Has the Metropolitan Police gone over the top? Apparently, as at the same time away following was allowed to sing about Adolf Hitler only because they didn't use his name.
Ahead of yesterday's London derby Metropolitan Police issued a warning addressed particularly at Tottenham Hotspur fans, who often define themselves as “Yids”. The Met decided to treat this traditional behaviour as abusive and discriminatory from now on, despite the likes of PM David Cameron arguing someone should have the right to call himself a “Yid”, should he want to.
The Prime Minister told The Jewish Chronicle: "There's a difference between Spurs fans self-describing themselves as Yids and someone calling someone a Yid as an insult. You have to be motivated by hate. Hate speech should be prosecuted - but only when it's motivated by hate."
This didn't discourage the police from informing fans that officers will be keeping an eye on Tottenham fans. Chief Superintendent Mick Johnson, the match commander, insisted before the fixture that "racism and offensive language have no place in football".
It seems the police approach only incited fans more into using the 'offensive word'. A campaign was launched with the slogan “we sing what we want” and so was the first chant as players entered the field. A lot of “Yids” were then chanted throughout the game.
Police later said that one Tottenham supporter was arrested for allegedly using the word "Yid" in chants. He was held on suspicion of committing a Section 5 Public Order offence at half time in the stadium's East Stand. Also before the game a pub was emptied by police after several people inside used the 'offensive' word in a chant. Interestingly, they were reported to only start singing it once they saw policemen enter the premise.

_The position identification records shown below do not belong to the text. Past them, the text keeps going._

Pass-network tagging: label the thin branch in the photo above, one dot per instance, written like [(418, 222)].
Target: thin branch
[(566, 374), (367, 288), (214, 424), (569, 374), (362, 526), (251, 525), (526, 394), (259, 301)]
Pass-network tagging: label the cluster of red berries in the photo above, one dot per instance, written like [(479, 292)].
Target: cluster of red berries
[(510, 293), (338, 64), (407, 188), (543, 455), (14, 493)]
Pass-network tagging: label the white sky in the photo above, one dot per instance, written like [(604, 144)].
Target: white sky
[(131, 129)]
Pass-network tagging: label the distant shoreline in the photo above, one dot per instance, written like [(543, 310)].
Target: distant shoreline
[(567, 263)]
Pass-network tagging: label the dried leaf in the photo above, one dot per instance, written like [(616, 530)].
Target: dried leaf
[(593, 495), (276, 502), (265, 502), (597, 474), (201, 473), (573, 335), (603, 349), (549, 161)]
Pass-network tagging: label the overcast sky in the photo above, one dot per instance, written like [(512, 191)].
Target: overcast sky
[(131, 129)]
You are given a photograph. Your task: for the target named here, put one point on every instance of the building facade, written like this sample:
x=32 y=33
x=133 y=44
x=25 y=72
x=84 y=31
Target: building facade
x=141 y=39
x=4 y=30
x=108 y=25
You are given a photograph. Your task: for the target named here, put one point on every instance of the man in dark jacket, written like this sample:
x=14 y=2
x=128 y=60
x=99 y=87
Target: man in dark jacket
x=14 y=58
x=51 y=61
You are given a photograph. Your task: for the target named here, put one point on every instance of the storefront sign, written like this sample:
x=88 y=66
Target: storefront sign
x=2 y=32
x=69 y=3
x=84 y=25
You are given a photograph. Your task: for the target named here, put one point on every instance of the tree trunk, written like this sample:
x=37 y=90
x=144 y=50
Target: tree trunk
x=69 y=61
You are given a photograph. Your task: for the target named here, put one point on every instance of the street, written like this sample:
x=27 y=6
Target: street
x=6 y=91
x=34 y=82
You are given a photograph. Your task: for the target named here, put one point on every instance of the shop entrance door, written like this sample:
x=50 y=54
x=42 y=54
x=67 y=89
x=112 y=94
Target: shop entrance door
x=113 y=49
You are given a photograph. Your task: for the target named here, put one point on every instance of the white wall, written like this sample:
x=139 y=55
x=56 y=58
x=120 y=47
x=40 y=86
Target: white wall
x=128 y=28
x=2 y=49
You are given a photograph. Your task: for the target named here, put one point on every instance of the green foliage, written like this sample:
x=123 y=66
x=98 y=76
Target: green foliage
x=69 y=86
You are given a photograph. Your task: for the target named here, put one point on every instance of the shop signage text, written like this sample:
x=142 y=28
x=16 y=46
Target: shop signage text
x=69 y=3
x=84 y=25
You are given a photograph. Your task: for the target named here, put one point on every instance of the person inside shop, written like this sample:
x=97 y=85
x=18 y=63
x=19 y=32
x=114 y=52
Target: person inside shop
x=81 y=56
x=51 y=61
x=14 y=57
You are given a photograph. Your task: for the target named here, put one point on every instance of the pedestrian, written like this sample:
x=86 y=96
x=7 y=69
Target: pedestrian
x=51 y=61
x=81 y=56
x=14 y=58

Already before the match Tottenham Hotspur Supporters Trust released a legal guide for supporters who might face arrest for using the word. Ironically, West Ham fans didn't face the same challenge. In fact they once again sang a chant about Adolf Hitler, even if not as loudly as they used to before. Quite commonly known, the chant saying “he's coming for you” was modified slightly since last year's derby to sound “He's coming for you, he's coming for you, we can't say his name, but he's coming for you”.